Solana uses a rent model in which accounts deposit a refundable reserve to cover data storage costs at creation. Even after users sell their tokens, accounts whose token balance is zero are not automatically closed, which has led to the accumulation of about 607 million potentially stranded accounts. Liquidity locked inside truly abandoned “zombie ATAs” is estimated at at least 110,000 SOL, creating a large rent recovery market
Sol Incinerator captured this market by offering a utility that finds and returns rent users did not realize they had locked up. As of November 2025, it had returned more than 470,000 SOL in total and recorded a reuse rate close to 80%, establishing clear category leadership. This shows that even when later entrants introduced additional incentives such as referrals or gamification, users still chose an intuitive workflow focused on the core outcome, asset recovery, along with trust that had already been validated in the market.
Wallets, leveraging their advantage as the starting point for user transactions and often promoting a zero fee policy, embedded rent recovery features directly into the wallet. However, due to inherent constraints around security risk management and maintaining a general purpose UX, they could not implement DApp level sophisticated filtering or mass burn logic. As a result, they were unable to surpass the DApp’s functional depth, which maximizes both expertise and convenience.
While Anza’s announced plan to reduce rent suggests the market’s size may change, the value capture battle that played out inside this niche is still instructive. Even if wallets control the Web3 “on-ramp,” DApps can survive independently in the Fat Wallet era if they differentiate themselves as the “destination” that solves user problems completely and with specialized expertise.
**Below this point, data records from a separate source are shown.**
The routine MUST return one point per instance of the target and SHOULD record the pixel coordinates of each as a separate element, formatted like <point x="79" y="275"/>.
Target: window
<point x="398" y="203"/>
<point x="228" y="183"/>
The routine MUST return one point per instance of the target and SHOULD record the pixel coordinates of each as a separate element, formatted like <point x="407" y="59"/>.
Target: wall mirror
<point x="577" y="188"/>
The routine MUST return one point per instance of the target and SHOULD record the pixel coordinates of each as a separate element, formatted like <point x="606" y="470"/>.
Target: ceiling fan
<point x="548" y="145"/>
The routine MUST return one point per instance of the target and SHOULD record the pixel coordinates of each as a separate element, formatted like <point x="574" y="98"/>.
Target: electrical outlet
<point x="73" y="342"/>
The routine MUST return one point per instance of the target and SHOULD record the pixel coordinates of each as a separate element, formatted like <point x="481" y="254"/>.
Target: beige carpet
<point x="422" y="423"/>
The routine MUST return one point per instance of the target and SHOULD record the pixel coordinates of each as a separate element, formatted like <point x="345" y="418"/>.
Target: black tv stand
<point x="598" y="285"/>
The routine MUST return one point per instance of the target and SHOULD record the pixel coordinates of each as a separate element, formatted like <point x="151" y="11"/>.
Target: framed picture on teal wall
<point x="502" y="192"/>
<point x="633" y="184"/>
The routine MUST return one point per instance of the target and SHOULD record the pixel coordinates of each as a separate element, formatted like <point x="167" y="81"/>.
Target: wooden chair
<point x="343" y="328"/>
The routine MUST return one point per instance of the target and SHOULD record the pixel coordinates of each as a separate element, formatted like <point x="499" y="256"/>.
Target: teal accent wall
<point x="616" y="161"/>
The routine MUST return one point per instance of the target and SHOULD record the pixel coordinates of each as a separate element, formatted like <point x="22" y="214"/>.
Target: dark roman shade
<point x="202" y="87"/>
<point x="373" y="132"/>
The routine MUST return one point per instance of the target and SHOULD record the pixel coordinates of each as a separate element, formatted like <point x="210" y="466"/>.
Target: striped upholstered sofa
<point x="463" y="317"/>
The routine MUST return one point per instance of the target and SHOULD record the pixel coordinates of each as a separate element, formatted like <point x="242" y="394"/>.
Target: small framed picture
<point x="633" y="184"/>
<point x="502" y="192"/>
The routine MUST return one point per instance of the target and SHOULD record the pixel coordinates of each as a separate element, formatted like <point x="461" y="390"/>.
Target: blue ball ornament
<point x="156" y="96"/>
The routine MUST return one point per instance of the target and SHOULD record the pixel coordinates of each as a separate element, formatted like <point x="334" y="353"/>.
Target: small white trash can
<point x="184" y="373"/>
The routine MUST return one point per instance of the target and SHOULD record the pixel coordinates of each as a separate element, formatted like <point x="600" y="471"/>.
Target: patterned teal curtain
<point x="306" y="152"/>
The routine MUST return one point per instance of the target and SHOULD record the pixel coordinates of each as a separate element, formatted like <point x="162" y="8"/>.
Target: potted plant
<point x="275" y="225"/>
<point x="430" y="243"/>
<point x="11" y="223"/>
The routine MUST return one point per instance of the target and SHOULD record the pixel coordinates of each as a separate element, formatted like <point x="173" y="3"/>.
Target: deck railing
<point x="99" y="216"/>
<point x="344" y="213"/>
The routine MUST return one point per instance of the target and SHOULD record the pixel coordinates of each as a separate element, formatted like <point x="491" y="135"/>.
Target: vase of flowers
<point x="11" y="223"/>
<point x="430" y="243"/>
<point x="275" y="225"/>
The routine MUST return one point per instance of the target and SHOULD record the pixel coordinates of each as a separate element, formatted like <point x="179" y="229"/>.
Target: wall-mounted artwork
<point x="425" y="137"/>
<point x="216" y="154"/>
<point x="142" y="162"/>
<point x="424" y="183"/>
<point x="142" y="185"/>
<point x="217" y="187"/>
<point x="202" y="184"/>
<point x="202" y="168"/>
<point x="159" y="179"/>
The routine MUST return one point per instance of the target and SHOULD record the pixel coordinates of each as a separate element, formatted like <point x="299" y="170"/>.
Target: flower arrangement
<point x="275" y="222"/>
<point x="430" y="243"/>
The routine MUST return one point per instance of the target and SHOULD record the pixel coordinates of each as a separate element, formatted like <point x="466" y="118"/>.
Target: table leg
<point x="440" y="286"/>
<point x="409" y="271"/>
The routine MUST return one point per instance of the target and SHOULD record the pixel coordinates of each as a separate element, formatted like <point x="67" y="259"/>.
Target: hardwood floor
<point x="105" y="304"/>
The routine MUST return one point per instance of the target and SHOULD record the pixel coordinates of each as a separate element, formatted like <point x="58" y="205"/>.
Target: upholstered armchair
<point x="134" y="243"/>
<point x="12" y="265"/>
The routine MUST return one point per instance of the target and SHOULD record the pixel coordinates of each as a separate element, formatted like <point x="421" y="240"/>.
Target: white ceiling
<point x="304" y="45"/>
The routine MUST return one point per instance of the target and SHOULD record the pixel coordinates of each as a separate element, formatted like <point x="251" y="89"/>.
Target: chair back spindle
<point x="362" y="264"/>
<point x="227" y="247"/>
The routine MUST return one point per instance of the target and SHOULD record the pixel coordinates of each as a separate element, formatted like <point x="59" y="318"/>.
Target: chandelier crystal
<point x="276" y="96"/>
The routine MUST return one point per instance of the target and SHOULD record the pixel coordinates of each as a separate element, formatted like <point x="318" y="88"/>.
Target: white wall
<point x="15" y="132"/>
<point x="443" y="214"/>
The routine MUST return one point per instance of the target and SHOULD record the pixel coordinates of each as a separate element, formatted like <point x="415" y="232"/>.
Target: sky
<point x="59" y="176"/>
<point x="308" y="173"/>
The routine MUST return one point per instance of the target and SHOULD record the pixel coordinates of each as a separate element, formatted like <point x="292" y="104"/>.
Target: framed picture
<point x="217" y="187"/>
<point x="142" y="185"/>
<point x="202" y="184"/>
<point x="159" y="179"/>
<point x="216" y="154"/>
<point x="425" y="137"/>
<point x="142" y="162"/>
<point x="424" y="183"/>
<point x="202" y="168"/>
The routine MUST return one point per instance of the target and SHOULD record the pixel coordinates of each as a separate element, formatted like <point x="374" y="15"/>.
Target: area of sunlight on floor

[Issue] Why Circle Is Expanding Its Stablecoin Stack
Written by Ponyo
Issuer premium in stablecoins is compressing as value shifts toward distribution and usage control rather than issuance scale.
Circle’s margins no longer scale with USDC circulation, reflecting growing economic capture at the distribution layer.
CPN and Arc represent a strategic move up the stack to regain leverage over usage, routing, and settlement.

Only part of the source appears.